Scott Barlow and Revere Health

Utah Valley Hospital and Revere Health have had a longstanding healthcare relationship, with many patients receiving treatment at Revere Health while also utilizing the advanced services of the hospital. Because both organizations share a focus on the patient and a desire to make the patient experience effective, efficient, and comfortable, Revere Health has contributed a generous gift of $1 million to help fund the new Education Center in the Utah Valley Clinic.

Scott Barlow, CEO of Revere Health, said, "I think this project is an opportunity that doesn't come around very often. Whether someone has been a recipient of care at the hospital, has visited a family member, or experienced a career opportunity, it's a great chance to step up, say thank you, and set a legacy for the future of exceptional healthcare in our community."

Another connection between the hospital and Revere Health is a planned pedestrian bridge that will span 500 West, making it safer for patients, their families, and caregivers to walk from Utah Valley Hospital to Revere Health.

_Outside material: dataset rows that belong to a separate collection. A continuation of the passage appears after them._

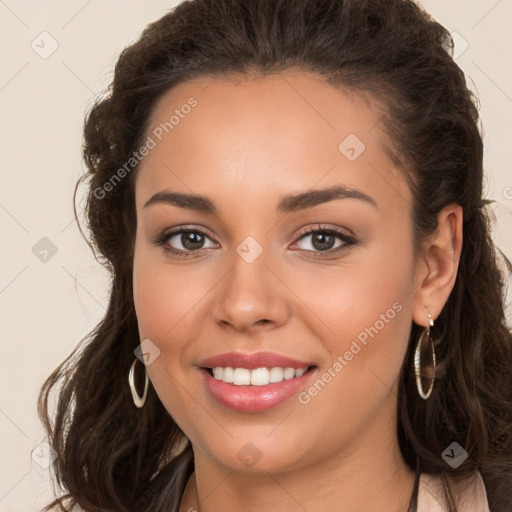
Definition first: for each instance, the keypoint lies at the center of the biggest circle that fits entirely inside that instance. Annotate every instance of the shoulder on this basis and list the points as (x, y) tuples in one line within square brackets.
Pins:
[(473, 499)]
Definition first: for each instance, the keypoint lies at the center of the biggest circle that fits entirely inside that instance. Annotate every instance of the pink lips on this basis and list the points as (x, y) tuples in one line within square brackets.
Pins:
[(253, 398), (252, 361)]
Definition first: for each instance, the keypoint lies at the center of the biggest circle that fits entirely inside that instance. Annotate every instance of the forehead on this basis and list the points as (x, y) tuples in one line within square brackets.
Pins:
[(284, 132)]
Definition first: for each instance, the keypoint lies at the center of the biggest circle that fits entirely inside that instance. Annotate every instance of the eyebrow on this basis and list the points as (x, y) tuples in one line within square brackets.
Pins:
[(287, 204)]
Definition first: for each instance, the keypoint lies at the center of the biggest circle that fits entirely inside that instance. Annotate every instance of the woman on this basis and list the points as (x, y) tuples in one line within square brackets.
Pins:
[(306, 308)]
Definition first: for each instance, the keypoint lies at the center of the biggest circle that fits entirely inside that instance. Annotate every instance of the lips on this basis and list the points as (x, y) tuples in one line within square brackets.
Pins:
[(253, 361), (254, 398)]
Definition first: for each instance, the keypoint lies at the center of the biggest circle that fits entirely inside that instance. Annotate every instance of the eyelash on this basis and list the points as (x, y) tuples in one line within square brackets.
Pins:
[(348, 241)]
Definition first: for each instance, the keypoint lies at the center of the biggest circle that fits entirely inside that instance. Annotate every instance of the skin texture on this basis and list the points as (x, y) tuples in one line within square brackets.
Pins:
[(245, 145)]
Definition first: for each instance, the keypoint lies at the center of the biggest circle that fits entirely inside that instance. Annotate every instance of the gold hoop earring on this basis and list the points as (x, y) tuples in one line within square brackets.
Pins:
[(137, 399), (417, 359)]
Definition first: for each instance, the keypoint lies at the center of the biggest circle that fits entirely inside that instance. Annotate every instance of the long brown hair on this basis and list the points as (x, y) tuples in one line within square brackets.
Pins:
[(112, 456)]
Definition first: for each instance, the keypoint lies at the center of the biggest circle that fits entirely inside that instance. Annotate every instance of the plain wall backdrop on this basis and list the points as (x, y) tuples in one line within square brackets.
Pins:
[(57, 56)]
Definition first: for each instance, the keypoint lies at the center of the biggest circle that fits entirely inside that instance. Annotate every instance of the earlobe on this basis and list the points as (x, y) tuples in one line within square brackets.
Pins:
[(438, 265)]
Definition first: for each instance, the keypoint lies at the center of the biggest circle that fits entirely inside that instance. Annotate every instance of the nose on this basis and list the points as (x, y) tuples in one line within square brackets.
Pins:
[(250, 297)]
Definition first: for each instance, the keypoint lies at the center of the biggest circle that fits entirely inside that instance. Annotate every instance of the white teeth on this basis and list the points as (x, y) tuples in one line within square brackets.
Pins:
[(228, 375), (242, 377), (256, 377), (260, 377)]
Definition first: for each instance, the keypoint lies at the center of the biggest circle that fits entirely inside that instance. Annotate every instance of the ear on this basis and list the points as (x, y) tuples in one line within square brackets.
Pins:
[(437, 265)]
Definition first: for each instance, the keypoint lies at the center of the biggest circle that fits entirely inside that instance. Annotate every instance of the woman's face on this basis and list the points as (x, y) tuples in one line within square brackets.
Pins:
[(271, 265)]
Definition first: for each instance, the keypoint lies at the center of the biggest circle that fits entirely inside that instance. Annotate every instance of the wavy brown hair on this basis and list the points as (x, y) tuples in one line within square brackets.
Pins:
[(114, 457)]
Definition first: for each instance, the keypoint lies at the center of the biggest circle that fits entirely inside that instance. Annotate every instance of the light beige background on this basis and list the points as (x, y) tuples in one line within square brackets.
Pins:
[(47, 307)]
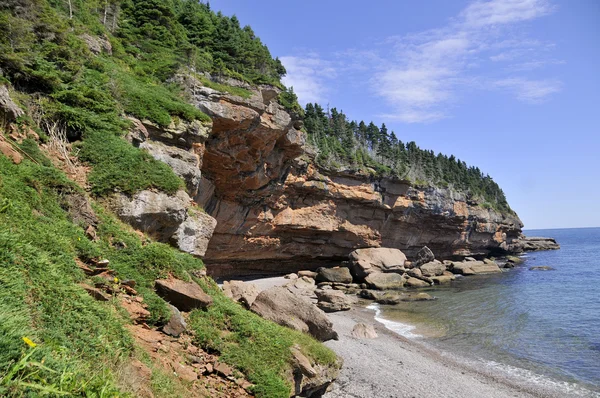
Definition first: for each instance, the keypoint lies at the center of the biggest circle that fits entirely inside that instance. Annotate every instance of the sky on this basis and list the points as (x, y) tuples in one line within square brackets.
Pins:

"It's very metaphorical to the whole relationship," Scott said. "First, it represents our mutual focus on safety. And second, it speaks to the commitment of both organizations to work collaboratively in the best interest of the patient."

Fraser Bullock

Fraser Bullock

Fraser Bullock, a longtime Utah County resident, BYU graduate, and managing director at Sorenson Capital, was inspired to give to the hospital replacement project after a terrifying personal experience. In the spring of 2015 while driving to work in rush hour traffic, he experienced a massive heart attack. Miraculously, he managed to pull out of traffic. Just one car pulled up to help, it was his son-in-law. He was taken to the waiting doctors and nurses at Utah Valley Hospital.

Within minutes of arrival, Fraser was in the hospital’s Cardiac Cath Lab. Cardiologist Dr. Charles Dahl inserted a stent and cleared Fraser’s blocked artery, saving his life. He spent several days in the hospital and weeks in Cardiac Rehab. He loved the caregivers, but felt the facilities were lacking, especially the small patient rooms. 

In gratitude, Fraser and his wife, Jennifer, directed their gift to help fund the new Cardiac Rehabilitation Center and to assure larger patient rooms. “It was not only a thank you for saving my life, but also a thank you to Intermountain for having the courage and resources to build new facilities like this,” he said. “It’s for our family, our children, and our grandchildren. It’s for our friends and neighbors. This will assure the best healthcare possible for us and is a project we can all support.”